Cosider making the API end-to-end async

rafaelcaricio commented 3 years ago

Describe the bug, issue or concern

My concern is that the app is developed using FastAPI with async operations, but external requests are made syncronous. The API would perform better if the end-to-end request would be async.

To Reproduce

Example code snippet where there is a synchronous external request that blocks the eventloop:

https://github.com/minvws/nl-covid19-coronacheck-backend-bizrules-signing-service/blob/main/api/app.py#L132-L136

If one follows the code path of that API handler, we can find external requests made in synchronous mode. Reference:

https://github.com/minvws/nl-covid19-coronacheck-backend-bizrules-signing-service/blob/a93ba6bf1783d01d88be26b1d3f9af4b048f1515/api/http_utils.py#L94

Expected behavior

Make all external API requests also in async mode. Maybe consider not using requests (provides sync API only) and use httpx or aiohttp.

Additional context

Let me know if this is something you would like to explore. I would be willing to send a PR with code changes related to this issue.

Governance

[x] I've read the contributing document https://github.com/minvws/.github/blob/master/CONTRIBUTING.md
[x] I've read and understand the Code of Conduct https://github.com/minvws/.github/blob/master/CODE_OF_CONDUCT.md
[x] I understand that any contributions or suggestions I made may make it into the actual code. I've read the License https://github.com/minvws/nl-covid19-notification-app-coordination/blob/master/LICENSE.txt and the contributor license agreement https://github.com/minvws/nl-covid19-notification-app-coordination/blob/master/CLA.md

wasperen commented 3 years ago

Thanks for observing this. We think this is a great idea and may, under certain circumstances, help in boosting performance. For now, the team is focused on regular maintenance and some additional features. That particular set of calls in your example is a good candidate.
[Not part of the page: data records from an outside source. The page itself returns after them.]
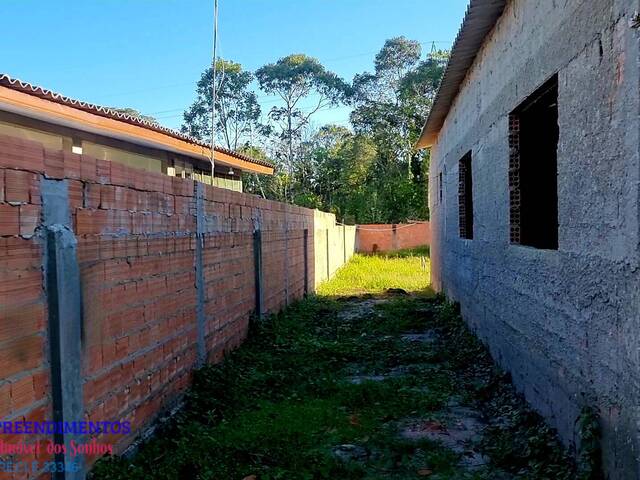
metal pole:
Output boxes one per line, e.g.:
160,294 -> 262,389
211,0 -> 218,185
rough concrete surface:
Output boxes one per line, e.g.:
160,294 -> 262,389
430,0 -> 640,479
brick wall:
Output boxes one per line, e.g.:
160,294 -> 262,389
0,133 -> 355,478
0,137 -> 51,478
356,222 -> 431,253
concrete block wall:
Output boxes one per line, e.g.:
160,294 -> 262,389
429,0 -> 640,479
0,132 -> 355,478
313,210 -> 356,286
356,222 -> 431,253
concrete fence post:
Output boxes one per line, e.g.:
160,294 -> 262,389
195,182 -> 207,366
284,209 -> 289,306
302,228 -> 309,296
40,178 -> 85,480
342,223 -> 347,265
253,229 -> 264,319
327,228 -> 331,280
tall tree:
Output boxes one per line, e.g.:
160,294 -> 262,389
182,60 -> 260,150
351,37 -> 447,221
256,54 -> 350,195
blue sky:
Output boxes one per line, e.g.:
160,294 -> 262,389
0,0 -> 468,128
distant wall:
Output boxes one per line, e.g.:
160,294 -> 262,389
356,222 -> 431,253
0,136 -> 355,478
314,210 -> 356,286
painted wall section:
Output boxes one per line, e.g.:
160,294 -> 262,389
313,210 -> 356,287
429,0 -> 640,479
356,222 -> 431,253
0,136 -> 355,478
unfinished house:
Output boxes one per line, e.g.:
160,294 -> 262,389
419,0 -> 640,479
0,74 -> 273,192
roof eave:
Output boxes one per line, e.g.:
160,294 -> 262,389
0,74 -> 274,175
416,0 -> 507,148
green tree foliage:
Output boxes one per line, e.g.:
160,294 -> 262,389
351,37 -> 447,222
256,54 -> 350,194
183,37 -> 448,223
182,60 -> 260,150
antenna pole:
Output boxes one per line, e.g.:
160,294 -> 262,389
211,0 -> 218,185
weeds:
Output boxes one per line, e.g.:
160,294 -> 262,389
93,249 -> 584,480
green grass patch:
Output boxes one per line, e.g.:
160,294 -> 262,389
92,253 -> 575,480
318,247 -> 430,296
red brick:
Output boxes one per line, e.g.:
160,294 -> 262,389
0,383 -> 11,418
44,148 -> 64,179
33,371 -> 50,400
69,180 -> 84,211
5,170 -> 32,203
0,302 -> 46,342
96,159 -> 111,184
20,205 -> 40,237
111,162 -> 134,187
11,375 -> 36,411
0,335 -> 45,378
80,155 -> 98,182
64,152 -> 82,180
84,183 -> 102,208
0,135 -> 44,173
0,270 -> 42,306
100,185 -> 116,210
0,204 -> 20,235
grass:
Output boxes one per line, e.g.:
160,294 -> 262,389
318,247 -> 429,296
92,248 -> 576,480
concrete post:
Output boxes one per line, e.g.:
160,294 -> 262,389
327,228 -> 331,280
195,182 -> 207,366
40,178 -> 85,480
342,223 -> 347,265
302,228 -> 309,296
284,209 -> 289,306
253,230 -> 264,319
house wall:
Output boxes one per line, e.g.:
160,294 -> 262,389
0,111 -> 252,192
356,222 -> 431,253
0,135 -> 355,478
429,0 -> 640,479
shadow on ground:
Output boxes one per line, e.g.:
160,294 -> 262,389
93,249 -> 587,480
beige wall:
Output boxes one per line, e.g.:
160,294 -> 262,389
82,141 -> 166,173
313,210 -> 356,287
0,122 -> 71,151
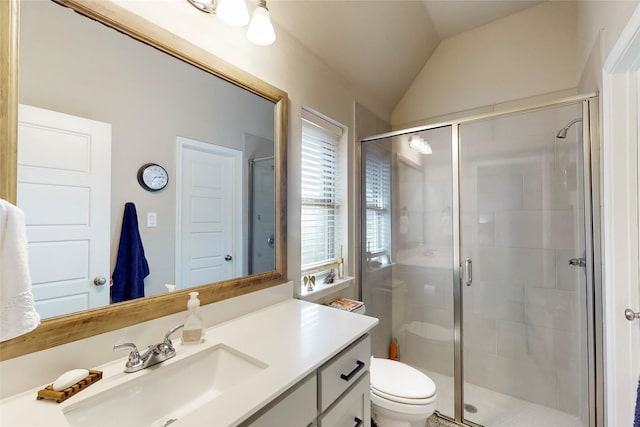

Some further background:w The actual signing is done using dedicated signing software and equipment further down the chain and however sweet they are, they tend to be the bottleneck. With the horsepower we currently have for the back-end logic you refer to, we are not certain this would help.

That is because both signatures need to be in before we can return from this function - so we need to wait one way or the other. At the moment, we are uncertain if waiting on both responses in parallel would make a big impact as the specialized signing infrastructure will hold us up. Sending more requests to an already throttling set of endpoints will not necessarily make them faster. If we can somehow release more power at that point, and they are no longer throttling, then it make perfect sense to parallelize these two calls by async-ing them.

This one on our issue list since May21 (as Inge-4 issue nr 30) and will certainly investigate if this would help - as soon as the storm calms. Sending example code is always welcome!

rafaelcaricio commented 3 years ago

Hi @wasperen,

Thank you for the reply and the background information on how the process works down the line. I think there is some misunderstanding on what is the problem I'm trying to point out in this ticket. I will try to explain more clearly.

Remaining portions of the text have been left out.